When the puck dropped for the start of the third period, the Sailors were appropriately confident. They’d rocked Galaxy netminder Darrell Bondurant for a half-dozen goals already. The primary question seemed to be whether they’d keep pushing to run up a signature win, or if they’d ease up and focus on grinding the clock.
Just 30 seconds into the period, Seattle RW Elliott Pepper was sent to the penalty box for elbowing. Eight seconds into the ensuing power play, Galaxy winger Jefferson McNeely fired home a slapper on the short side.
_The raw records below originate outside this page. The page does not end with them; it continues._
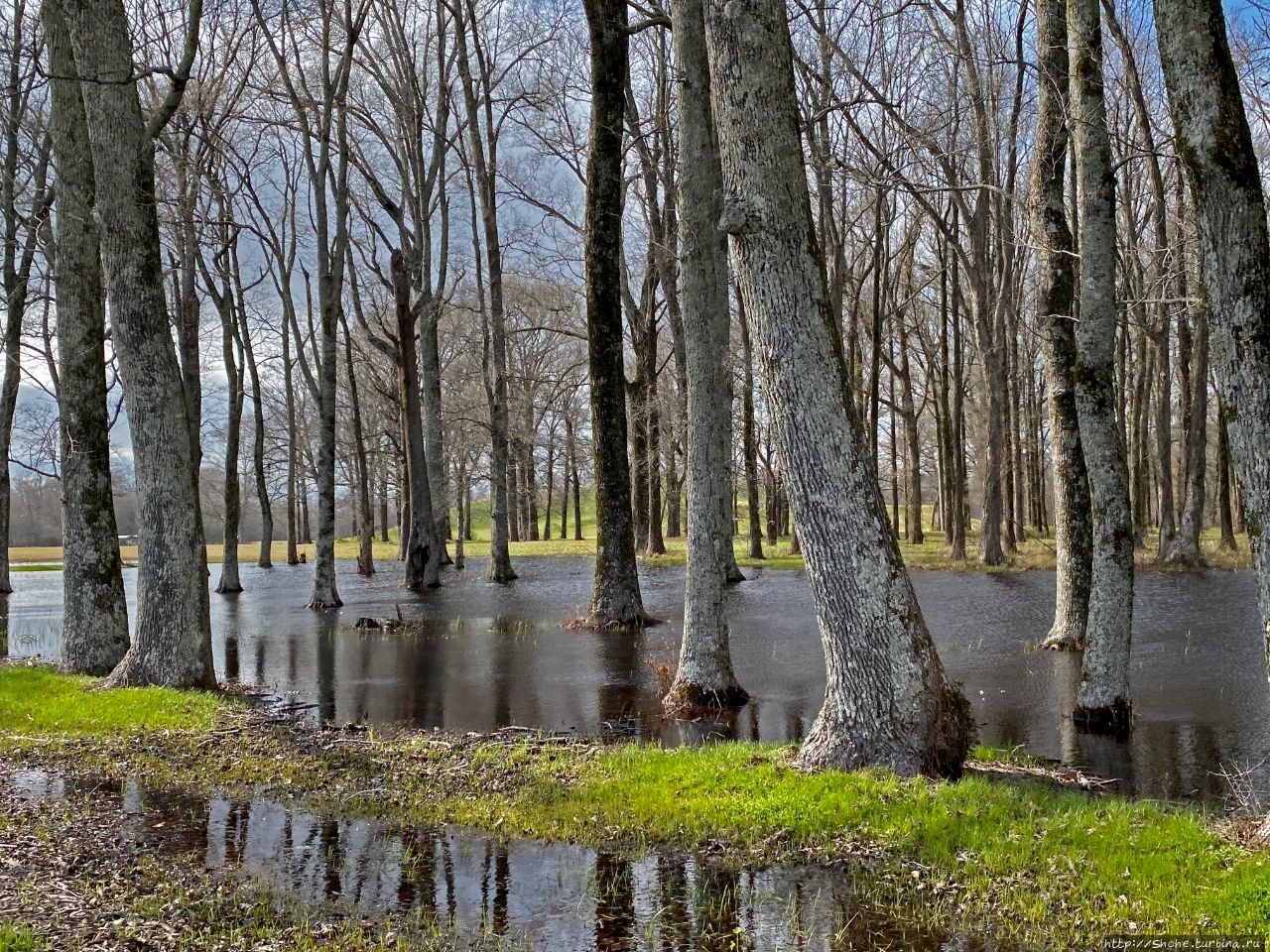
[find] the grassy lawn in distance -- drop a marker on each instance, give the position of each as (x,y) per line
(1035,552)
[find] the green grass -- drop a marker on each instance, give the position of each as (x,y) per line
(1014,855)
(36,699)
(1040,857)
(16,938)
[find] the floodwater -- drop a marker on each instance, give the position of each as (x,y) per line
(489,656)
(536,895)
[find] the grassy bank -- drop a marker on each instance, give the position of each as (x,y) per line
(1016,856)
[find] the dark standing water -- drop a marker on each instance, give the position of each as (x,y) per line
(492,656)
(539,895)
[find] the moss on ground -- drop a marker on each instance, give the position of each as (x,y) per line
(1026,860)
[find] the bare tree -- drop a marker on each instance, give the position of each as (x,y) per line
(94,611)
(172,644)
(1103,696)
(888,701)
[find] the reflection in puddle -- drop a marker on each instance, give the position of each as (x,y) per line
(541,895)
(486,656)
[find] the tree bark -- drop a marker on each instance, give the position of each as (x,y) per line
(173,644)
(1215,146)
(1102,701)
(264,560)
(749,435)
(887,702)
(703,675)
(422,556)
(1224,480)
(1185,548)
(616,601)
(231,358)
(290,397)
(485,173)
(94,611)
(1056,267)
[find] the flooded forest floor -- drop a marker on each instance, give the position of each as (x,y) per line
(1015,849)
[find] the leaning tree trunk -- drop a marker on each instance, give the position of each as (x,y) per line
(173,642)
(1102,699)
(229,581)
(1215,146)
(264,558)
(290,395)
(422,553)
(888,701)
(1185,548)
(1224,511)
(1056,267)
(325,592)
(616,599)
(703,675)
(94,610)
(749,438)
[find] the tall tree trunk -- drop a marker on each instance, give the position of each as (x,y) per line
(21,232)
(912,448)
(887,701)
(749,435)
(1215,146)
(485,173)
(361,468)
(290,397)
(231,358)
(264,560)
(576,483)
(173,644)
(1056,268)
(1187,549)
(703,675)
(616,599)
(434,430)
(1102,699)
(422,556)
(1224,480)
(94,610)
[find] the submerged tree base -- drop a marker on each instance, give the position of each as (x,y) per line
(685,697)
(1115,719)
(597,622)
(1065,638)
(318,604)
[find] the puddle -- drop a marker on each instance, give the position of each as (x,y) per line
(486,656)
(539,895)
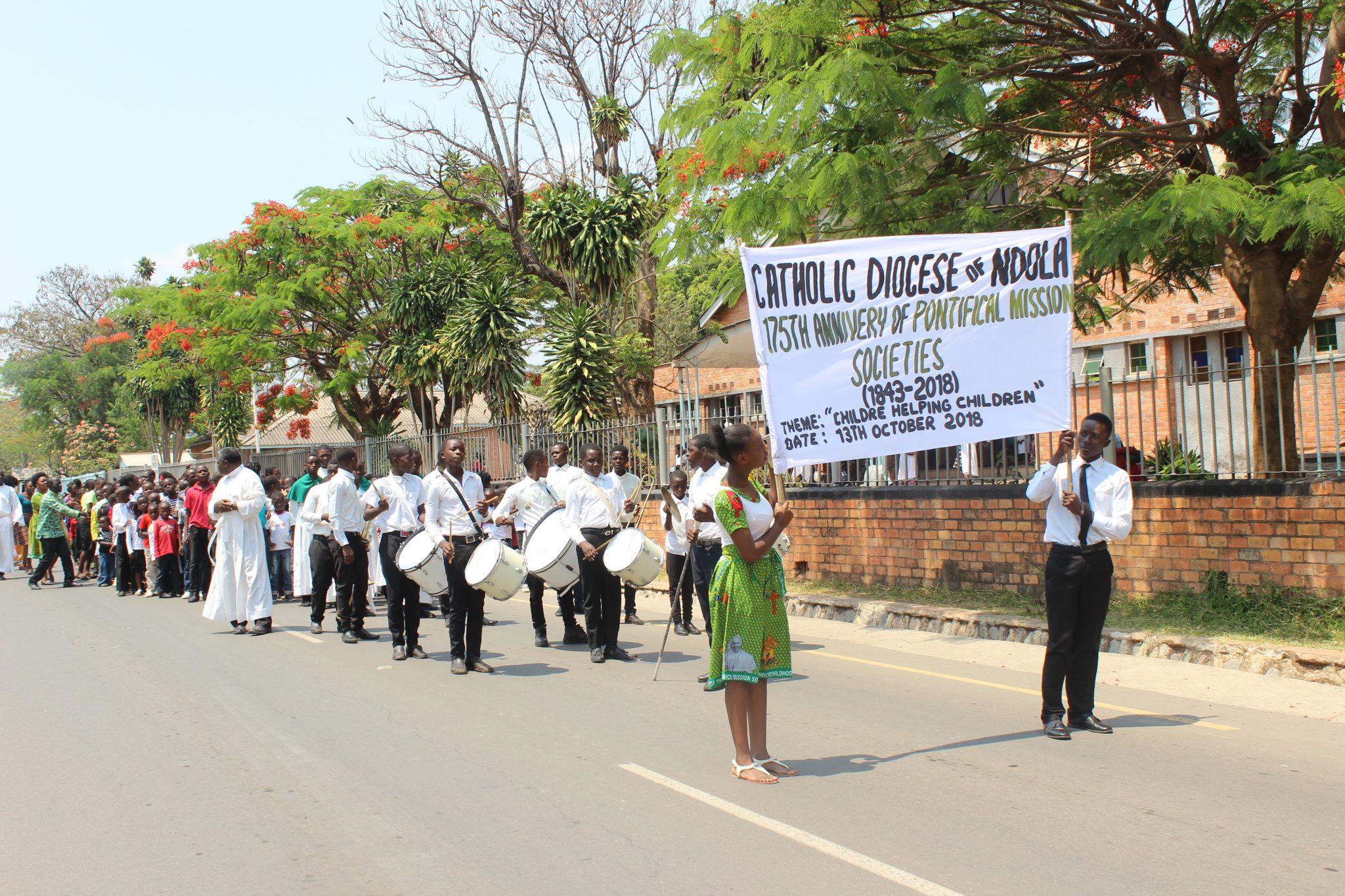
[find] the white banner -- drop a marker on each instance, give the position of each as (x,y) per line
(896,344)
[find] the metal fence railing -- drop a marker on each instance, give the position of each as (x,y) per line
(1189,425)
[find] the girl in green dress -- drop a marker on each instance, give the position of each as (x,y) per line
(751,641)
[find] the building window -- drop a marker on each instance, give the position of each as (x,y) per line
(1324,335)
(1093,364)
(1234,354)
(1199,352)
(1138,356)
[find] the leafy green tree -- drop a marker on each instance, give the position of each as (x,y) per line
(1184,141)
(580,372)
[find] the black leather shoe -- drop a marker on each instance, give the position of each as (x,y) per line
(1091,723)
(1056,730)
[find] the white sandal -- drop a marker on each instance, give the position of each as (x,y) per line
(739,770)
(787,773)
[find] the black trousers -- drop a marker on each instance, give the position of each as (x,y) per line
(55,550)
(170,575)
(1078,593)
(351,582)
(602,595)
(704,559)
(403,594)
(200,570)
(466,606)
(681,610)
(322,561)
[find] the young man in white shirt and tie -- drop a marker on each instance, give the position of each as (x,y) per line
(1088,504)
(396,503)
(525,504)
(455,507)
(595,508)
(630,485)
(347,521)
(560,476)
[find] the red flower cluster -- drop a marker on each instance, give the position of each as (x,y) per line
(106,340)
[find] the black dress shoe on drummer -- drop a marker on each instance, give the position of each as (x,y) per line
(1091,723)
(1056,730)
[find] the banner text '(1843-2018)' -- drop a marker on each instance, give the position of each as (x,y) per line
(898,344)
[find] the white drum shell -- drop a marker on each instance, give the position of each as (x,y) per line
(422,562)
(634,558)
(495,568)
(550,554)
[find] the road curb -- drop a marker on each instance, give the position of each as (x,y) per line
(1305,664)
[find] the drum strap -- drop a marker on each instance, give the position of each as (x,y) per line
(470,515)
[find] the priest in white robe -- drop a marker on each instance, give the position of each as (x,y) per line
(11,522)
(240,589)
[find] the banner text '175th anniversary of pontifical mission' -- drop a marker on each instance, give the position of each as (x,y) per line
(896,344)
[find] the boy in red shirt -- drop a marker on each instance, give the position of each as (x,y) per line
(167,547)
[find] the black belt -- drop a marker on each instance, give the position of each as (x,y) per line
(1099,547)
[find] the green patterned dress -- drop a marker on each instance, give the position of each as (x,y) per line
(747,601)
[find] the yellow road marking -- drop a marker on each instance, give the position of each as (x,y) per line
(1000,687)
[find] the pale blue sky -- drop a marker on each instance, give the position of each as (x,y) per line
(141,128)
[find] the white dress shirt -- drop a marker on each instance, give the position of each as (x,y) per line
(527,501)
(674,540)
(404,495)
(703,488)
(314,511)
(1109,499)
(594,503)
(445,513)
(345,507)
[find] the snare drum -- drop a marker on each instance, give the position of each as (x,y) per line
(495,568)
(634,558)
(422,562)
(550,553)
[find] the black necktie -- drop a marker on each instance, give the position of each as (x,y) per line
(1086,517)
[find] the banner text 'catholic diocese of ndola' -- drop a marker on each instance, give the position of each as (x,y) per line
(896,344)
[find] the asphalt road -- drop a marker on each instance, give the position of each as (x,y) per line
(146,750)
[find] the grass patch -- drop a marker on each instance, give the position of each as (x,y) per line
(1265,613)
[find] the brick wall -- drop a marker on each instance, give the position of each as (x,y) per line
(1292,532)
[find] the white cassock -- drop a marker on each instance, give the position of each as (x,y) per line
(240,586)
(11,515)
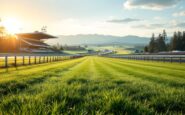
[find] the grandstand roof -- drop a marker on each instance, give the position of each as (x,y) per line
(35,35)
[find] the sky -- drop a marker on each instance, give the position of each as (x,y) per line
(108,17)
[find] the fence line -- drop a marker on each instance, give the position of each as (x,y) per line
(160,58)
(14,61)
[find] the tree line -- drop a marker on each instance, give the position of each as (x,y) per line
(160,44)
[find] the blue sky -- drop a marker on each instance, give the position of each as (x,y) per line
(113,17)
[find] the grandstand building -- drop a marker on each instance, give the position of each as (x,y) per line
(34,42)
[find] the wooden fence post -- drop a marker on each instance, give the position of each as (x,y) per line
(23,61)
(6,61)
(29,61)
(35,60)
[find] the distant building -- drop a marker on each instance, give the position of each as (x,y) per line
(34,42)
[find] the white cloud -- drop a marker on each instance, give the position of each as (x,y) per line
(182,13)
(126,20)
(150,4)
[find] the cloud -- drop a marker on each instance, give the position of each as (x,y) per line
(126,20)
(150,4)
(181,25)
(149,26)
(178,14)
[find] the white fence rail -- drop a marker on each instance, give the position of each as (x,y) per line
(162,58)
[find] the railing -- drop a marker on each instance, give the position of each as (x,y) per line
(17,60)
(161,58)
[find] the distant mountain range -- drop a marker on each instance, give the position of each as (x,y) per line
(95,39)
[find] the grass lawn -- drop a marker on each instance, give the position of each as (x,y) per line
(94,85)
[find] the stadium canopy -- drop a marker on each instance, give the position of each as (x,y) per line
(35,35)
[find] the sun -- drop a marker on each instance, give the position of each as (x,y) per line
(12,25)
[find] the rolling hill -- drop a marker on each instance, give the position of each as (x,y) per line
(98,39)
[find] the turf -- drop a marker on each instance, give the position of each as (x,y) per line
(94,85)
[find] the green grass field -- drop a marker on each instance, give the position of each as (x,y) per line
(94,85)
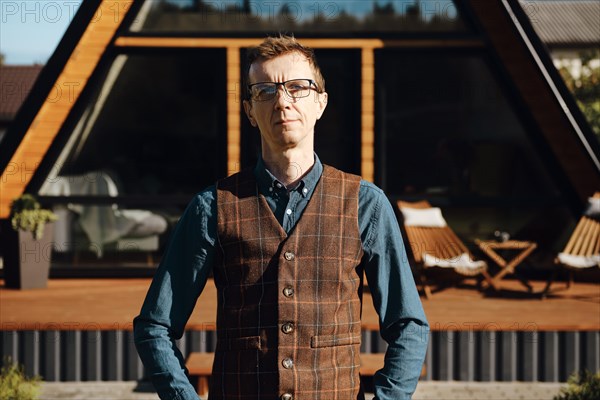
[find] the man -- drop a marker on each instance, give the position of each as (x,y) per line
(287,244)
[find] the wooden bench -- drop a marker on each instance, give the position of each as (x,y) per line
(199,366)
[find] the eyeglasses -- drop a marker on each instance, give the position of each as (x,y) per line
(294,88)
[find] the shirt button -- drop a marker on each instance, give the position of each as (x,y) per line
(287,363)
(288,291)
(287,328)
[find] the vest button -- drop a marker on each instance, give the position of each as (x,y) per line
(287,328)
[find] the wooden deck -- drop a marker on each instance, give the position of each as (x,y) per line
(111,304)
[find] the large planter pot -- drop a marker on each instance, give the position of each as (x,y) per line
(26,260)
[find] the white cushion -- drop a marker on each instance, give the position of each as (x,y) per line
(462,261)
(426,217)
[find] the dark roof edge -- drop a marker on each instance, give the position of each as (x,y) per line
(562,94)
(45,81)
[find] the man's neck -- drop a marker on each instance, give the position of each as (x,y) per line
(289,166)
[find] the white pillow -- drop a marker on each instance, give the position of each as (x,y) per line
(426,217)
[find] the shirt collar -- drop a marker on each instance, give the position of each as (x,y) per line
(266,180)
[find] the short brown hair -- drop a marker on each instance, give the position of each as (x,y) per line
(273,47)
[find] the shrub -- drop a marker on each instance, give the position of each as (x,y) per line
(26,214)
(15,385)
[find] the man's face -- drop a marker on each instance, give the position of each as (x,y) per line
(285,122)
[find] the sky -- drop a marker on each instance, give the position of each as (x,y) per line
(30,30)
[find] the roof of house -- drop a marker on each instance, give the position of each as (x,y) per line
(565,23)
(15,82)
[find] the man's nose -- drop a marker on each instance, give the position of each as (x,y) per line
(282,100)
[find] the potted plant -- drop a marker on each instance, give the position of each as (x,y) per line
(28,244)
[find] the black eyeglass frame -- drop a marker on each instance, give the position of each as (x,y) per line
(311,82)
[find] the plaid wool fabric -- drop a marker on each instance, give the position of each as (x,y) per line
(289,307)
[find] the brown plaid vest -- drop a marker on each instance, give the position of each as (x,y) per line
(289,307)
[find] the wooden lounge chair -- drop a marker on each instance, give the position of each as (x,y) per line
(583,248)
(434,244)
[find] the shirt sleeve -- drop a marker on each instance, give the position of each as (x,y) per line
(402,321)
(171,298)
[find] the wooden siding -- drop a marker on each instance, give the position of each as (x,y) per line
(111,304)
(81,329)
(60,100)
(234,90)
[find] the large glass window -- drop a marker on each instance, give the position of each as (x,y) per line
(157,124)
(447,132)
(151,135)
(300,16)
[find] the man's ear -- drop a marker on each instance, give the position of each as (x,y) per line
(322,100)
(249,113)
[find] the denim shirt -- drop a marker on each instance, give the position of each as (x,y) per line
(188,260)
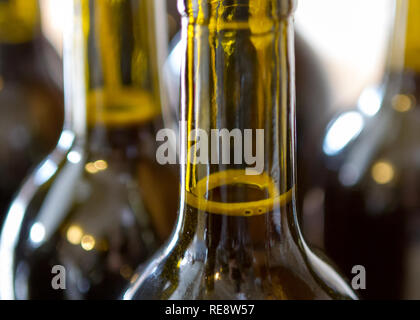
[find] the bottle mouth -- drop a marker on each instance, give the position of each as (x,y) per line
(234,193)
(228,11)
(120,107)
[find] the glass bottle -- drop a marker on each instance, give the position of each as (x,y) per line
(373,180)
(237,235)
(31,98)
(100,204)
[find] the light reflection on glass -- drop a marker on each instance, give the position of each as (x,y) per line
(88,242)
(74,235)
(343,130)
(37,233)
(383,172)
(402,102)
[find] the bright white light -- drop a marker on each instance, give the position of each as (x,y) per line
(66,140)
(37,233)
(370,101)
(343,130)
(45,172)
(74,157)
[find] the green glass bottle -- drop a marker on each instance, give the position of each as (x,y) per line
(100,204)
(237,235)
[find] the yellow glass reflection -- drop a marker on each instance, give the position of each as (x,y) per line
(402,102)
(383,172)
(88,242)
(74,235)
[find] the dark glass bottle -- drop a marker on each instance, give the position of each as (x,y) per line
(31,98)
(372,208)
(237,235)
(100,203)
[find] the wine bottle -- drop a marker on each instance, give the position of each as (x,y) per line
(371,191)
(100,204)
(31,98)
(237,235)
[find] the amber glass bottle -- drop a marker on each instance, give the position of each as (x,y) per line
(100,203)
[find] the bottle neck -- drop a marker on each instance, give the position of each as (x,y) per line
(111,71)
(19,33)
(237,112)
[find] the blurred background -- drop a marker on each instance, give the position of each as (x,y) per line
(341,50)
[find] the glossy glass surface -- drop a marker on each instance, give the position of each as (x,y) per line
(237,235)
(100,204)
(371,191)
(31,98)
No big deal; it was still a 6-2 game.
Three minutes later, though, Galaxy LW Casey Thurman scored on an odd-man rush to make it 6-3. A bit of a nervous rumble passed through the crowd; was Washington going to make this a game? Sailors star Vince Mango quickly calmed the fans’ nerves, marching down the ice from the following faceoff and beat Bondurant top shelf to make it 7-3. Back to cruising time again.
But the plucky Galaxy refused to give up, and they slowly chipped away at Seattle’s lead. At just past the seven-minute mark, C Harvey Bellmore deflected a shot over the blocker of Sailors goalie “Jersey Mike” Ross to cut the deficit back to three. Then just before the mid-point of the period, Sailors D Woody Fairwood coughed up the puck in the neutral zone. Washington stormed down the ice, and C Tucker Barnhill – centering a line of SHL rookies – tucked it home between Ross’s legs. Suddenly it was a 7-5 game, and the crowd became deeply uneasy. So did the Sailors bench.
“We’d already taken the W in our heads, and suddenly it was a game again,” said Sailors C Napoleon Beasley. “We knew we had to respond.”
Sailors coach Harold Engellund called time out to calm his anxious team, but he appeared not to make any major strategic changes. He did not remove Ross from the game, and he largely appeared to settle on playing defensive hockey and grinding the clock.
However, defensive hockey has never been Seattle’s strong suit. And a couple minutes later, a failed clear by Mango turned into another Washington opportunity, and McNeely snuck one just inside the right post to make it a 7-6 contest.
The Sailors then made a belated bid to turn it back on and add to their lead, but couldn’t find the switch. And with three minutes left in the game, the Galaxy’s rookie third line struck again. Newly acquired RW Mickey Simpson went bar-down to tie it up and sink Century 21 Arena into a shell-shocked funk.
After the game, Engellund took a somewhat philosophical tack. “Is this an embarrassing one? Heck yes,” the coach said in his postgame press conference. “If we miss the playoffs by a point, are we going to look back and regret this? You bet. But we can’t let ourselves dwell on this. We’ve got to keep moving forward and play like we know how.”
Mango, meanwhile, seemed to shrug it off. “This was one of those crazy fluke games, you know?” the Sailors star said. “Like an asteroid strike. It’s one in a million. But it doesn’t wipe out all the great wins we’ve had this year. Just forget it and go to the next one.”
Can the Sailors forget this loss, or will the memory haunt them? Whether they can make their first-ever playoff trip in their last season in Seattle may depend on the answer.